Films
Getting to the bottom of sonic research; another Leonard Cohen biog; a charming lo-fi fantasy; and more…
FLUX GOURMET With a climactic scene presenting colonoscopy as performance art, it’s almost too tempting too say that Flux Gourmet is the film where Peter Strickland finally disappears up his own backside. The director’s fifth film feels like a layer cake of his many signature obsessions – ajus of luminously macabre art direction, a sprinkling of fastidiously detailed sound design, a solid base detailing the horror of shopping/bodies/ England, all topped with a delicious cream of neurotic eroticism. At times it feels like a feature-length episode of Toast Of London as co-directed by Luis Buñuel and Peter Greenaway, with a scatological delirium unmatched since Pink Flamingos.

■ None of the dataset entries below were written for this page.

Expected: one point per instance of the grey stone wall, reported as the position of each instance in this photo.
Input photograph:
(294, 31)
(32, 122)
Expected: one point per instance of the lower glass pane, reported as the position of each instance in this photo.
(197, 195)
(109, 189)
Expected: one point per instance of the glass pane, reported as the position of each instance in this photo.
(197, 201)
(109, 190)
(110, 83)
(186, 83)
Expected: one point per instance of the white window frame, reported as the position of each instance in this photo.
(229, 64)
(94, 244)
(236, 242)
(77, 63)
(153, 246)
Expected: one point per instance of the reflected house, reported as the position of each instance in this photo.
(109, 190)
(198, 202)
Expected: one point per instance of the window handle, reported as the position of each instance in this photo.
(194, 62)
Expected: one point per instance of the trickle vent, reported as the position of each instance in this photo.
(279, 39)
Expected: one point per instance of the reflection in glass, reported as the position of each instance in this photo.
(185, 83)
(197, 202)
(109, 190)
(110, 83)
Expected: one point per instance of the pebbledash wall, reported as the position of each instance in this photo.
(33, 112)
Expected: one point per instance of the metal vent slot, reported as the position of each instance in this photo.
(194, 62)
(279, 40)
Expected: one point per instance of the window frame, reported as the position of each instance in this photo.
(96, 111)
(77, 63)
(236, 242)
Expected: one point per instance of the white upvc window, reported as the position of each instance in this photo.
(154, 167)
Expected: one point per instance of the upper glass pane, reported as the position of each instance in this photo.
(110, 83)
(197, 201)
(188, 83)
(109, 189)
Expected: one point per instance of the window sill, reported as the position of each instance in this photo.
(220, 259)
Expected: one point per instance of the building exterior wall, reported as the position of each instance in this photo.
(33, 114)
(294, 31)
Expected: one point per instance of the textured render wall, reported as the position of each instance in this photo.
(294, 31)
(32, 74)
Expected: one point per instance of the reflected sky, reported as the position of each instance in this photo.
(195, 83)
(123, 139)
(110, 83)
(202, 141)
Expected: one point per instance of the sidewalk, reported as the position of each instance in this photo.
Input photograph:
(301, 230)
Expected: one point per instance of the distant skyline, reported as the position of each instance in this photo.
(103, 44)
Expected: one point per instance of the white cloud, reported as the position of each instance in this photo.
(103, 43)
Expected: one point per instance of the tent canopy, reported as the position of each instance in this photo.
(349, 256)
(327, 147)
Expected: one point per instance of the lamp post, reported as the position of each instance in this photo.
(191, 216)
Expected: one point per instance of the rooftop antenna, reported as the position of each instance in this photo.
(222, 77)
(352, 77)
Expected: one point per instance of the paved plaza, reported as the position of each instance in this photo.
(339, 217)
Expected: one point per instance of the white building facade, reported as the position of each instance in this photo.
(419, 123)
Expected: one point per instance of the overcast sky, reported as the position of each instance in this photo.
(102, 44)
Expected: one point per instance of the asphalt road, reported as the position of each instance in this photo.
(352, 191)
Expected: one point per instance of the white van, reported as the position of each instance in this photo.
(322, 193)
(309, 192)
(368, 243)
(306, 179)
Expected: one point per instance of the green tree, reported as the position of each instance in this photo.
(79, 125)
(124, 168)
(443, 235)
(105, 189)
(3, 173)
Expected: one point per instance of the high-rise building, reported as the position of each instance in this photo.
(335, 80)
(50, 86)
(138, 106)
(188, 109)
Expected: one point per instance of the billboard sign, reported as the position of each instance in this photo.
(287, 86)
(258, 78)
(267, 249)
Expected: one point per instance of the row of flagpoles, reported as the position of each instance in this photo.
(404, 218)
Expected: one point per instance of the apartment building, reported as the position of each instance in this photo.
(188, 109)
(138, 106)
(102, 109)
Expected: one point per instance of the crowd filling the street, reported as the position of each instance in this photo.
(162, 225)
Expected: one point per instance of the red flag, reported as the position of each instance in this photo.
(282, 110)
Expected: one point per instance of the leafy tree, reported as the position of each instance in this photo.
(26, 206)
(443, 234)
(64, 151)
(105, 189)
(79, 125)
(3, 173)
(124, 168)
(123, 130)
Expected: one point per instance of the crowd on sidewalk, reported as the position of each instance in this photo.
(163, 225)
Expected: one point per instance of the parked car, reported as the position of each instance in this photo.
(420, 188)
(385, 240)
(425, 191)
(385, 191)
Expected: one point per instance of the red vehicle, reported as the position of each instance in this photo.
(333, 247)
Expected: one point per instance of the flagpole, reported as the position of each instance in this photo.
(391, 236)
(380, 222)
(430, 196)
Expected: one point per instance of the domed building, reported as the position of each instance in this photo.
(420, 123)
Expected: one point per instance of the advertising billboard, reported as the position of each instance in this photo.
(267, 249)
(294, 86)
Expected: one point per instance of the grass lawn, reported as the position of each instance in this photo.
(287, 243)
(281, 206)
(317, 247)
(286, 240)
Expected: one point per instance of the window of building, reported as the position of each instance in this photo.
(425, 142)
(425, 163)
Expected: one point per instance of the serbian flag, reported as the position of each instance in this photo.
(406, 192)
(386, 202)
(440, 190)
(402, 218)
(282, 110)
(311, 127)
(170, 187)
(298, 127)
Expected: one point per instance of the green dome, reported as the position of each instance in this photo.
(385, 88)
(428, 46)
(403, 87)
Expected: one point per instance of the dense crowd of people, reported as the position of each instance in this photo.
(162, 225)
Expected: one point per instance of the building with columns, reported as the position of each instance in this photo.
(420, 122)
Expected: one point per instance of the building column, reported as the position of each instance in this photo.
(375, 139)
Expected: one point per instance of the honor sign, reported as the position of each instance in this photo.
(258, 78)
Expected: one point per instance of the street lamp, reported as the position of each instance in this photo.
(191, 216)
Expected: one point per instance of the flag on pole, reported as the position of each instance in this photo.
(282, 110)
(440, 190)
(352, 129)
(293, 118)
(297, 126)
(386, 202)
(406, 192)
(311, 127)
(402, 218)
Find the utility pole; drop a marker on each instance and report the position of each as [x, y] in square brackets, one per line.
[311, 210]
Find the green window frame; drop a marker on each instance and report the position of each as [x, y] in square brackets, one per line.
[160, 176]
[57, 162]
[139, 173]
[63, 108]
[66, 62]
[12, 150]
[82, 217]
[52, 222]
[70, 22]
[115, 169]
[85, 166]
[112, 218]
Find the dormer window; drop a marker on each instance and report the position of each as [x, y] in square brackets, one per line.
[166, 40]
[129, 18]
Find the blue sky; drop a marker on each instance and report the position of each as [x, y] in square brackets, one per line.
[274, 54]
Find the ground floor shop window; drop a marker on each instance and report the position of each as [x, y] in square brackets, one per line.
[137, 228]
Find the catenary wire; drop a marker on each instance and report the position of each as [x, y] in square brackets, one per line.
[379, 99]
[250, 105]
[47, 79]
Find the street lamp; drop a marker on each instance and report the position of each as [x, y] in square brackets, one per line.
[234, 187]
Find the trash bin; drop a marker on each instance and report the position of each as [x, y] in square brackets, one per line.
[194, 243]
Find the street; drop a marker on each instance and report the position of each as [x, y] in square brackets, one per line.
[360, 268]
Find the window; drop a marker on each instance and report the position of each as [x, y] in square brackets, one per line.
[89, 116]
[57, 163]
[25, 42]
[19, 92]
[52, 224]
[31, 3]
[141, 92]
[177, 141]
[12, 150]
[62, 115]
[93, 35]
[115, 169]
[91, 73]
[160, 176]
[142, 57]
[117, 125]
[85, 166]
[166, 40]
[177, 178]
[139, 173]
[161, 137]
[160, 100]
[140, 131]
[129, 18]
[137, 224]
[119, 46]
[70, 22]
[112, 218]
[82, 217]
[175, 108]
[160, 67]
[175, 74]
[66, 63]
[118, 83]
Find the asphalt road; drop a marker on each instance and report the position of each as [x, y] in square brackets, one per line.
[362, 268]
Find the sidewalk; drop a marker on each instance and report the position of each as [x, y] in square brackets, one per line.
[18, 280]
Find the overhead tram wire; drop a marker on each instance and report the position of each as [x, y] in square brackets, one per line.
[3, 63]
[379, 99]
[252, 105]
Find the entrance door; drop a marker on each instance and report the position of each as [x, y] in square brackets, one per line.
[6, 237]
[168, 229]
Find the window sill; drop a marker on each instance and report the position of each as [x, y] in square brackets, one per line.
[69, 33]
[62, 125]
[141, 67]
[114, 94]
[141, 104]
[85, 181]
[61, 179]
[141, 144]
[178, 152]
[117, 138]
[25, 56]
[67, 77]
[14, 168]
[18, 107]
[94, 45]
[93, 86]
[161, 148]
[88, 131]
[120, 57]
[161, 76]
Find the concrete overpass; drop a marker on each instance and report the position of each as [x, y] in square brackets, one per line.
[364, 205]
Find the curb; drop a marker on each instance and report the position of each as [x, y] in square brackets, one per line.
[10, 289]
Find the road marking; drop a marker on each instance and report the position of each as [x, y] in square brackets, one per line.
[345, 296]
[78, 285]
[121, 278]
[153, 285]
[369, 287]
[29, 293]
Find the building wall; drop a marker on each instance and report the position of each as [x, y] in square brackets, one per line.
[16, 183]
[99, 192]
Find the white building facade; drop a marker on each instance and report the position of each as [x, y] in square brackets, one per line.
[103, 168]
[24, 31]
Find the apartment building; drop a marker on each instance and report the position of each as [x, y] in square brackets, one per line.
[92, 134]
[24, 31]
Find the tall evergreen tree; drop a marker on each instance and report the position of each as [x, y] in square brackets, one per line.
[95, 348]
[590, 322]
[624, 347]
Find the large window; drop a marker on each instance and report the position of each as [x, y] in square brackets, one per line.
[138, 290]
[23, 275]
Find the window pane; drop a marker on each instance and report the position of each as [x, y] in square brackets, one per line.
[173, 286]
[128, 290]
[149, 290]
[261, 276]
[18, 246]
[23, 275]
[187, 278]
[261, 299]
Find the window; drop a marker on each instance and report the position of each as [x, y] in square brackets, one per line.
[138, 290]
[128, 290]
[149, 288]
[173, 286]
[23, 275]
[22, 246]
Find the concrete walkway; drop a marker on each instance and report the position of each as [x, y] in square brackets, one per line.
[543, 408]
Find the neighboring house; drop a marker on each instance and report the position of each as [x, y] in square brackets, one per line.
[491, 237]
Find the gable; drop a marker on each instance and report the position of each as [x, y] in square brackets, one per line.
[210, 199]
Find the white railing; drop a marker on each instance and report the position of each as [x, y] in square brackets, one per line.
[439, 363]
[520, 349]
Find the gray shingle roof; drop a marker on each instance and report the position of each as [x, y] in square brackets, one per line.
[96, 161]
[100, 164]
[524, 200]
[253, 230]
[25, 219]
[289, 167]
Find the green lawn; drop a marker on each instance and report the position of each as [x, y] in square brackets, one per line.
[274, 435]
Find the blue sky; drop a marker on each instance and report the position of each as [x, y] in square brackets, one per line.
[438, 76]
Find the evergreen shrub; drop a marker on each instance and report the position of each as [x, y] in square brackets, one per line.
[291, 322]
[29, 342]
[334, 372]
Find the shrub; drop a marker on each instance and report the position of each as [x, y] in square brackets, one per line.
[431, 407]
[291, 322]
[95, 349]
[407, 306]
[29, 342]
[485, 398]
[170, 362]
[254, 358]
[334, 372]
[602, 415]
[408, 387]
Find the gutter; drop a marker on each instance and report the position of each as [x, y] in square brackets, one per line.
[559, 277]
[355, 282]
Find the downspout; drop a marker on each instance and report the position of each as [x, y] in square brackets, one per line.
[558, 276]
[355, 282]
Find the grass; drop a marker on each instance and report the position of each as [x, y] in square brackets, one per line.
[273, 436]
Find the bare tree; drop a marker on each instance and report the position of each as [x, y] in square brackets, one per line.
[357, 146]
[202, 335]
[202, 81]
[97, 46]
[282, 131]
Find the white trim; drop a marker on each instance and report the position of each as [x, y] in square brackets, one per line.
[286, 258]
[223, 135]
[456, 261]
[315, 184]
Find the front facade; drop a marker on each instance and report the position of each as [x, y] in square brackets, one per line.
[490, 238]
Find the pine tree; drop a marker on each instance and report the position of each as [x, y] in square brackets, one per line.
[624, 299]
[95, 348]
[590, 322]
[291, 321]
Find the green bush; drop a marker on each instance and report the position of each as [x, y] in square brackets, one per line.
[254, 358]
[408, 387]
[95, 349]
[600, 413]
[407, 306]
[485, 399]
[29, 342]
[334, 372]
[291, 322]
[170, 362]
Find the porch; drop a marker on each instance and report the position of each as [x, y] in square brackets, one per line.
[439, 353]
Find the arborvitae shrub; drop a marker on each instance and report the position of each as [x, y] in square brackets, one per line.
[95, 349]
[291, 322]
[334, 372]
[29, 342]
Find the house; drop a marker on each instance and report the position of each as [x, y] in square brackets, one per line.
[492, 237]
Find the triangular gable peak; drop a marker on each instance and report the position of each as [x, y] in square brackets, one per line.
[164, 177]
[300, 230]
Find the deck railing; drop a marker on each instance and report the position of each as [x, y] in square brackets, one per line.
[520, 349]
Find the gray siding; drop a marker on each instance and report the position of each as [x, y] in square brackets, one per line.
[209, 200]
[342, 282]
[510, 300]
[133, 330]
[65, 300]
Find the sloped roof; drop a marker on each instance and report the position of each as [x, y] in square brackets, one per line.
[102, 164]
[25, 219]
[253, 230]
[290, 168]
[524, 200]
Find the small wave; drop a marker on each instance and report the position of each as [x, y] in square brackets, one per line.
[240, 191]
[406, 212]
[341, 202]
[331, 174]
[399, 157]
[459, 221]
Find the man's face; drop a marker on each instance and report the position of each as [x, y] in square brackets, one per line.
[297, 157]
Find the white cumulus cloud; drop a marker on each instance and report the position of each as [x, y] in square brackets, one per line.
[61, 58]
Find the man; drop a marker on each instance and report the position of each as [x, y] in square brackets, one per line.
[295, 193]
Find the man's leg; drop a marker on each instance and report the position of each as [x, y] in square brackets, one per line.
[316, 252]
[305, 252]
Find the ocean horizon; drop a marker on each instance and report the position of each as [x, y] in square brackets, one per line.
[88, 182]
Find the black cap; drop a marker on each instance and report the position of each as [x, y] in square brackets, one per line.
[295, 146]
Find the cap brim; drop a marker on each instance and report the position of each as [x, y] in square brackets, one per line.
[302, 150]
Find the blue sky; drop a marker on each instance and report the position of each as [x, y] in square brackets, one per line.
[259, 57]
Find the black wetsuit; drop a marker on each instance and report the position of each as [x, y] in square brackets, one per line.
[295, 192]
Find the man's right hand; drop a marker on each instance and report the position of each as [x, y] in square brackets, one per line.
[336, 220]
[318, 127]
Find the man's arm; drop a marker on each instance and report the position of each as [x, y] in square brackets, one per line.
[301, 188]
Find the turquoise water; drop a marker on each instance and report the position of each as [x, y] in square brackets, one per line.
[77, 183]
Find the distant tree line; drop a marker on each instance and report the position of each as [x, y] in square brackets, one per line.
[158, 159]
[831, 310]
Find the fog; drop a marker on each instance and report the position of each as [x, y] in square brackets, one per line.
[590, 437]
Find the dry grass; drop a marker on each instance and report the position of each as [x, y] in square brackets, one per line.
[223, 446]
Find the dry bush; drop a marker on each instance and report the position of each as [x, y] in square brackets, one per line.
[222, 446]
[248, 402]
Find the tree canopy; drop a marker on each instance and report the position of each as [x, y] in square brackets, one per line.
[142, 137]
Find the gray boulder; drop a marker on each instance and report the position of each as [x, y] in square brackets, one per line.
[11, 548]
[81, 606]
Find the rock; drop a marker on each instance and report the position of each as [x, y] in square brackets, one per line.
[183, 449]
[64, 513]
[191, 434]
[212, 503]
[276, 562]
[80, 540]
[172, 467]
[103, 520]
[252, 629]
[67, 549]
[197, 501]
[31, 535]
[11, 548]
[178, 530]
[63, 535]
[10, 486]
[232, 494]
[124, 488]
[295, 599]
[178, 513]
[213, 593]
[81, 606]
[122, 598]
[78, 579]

It might also be one of the funniest films about a rock group since This Is Spinal Tap. It follows a trio of “culinary performance artists” (Strickland muse Fatma Mohamed, Asa Butterfield, complete with Mark Gardener 1990 fringe, and Ariane Labed) in a month residency at the Sonic Catering Institute – acountry manor dedicated to “the artistic pursuit of alimentary and culinary salvation”. During their stay the trio are followed by a depressed Greek dossierge (Makis Papadimitriou), documenting their progress while battling his own digestive ailments, patronised by Institute director (an imperiously eerie Gwendoline Christie) and assaulted with terrapins by the Mangrove Snacks (a mime troupe who were unsuccessful in their own residency application). Notwithstanding the surreal setting, much of the humour, from disputes over the band name (Elle & The Fatty Acids? Elle & The Gastric Ulcers?) to the performance (“You didn’t even know what a flanger was until I told you!”) will appeal to anyone who has embarked in the absurd, shambolic, occasionally glorious collective enterprise of being in a band.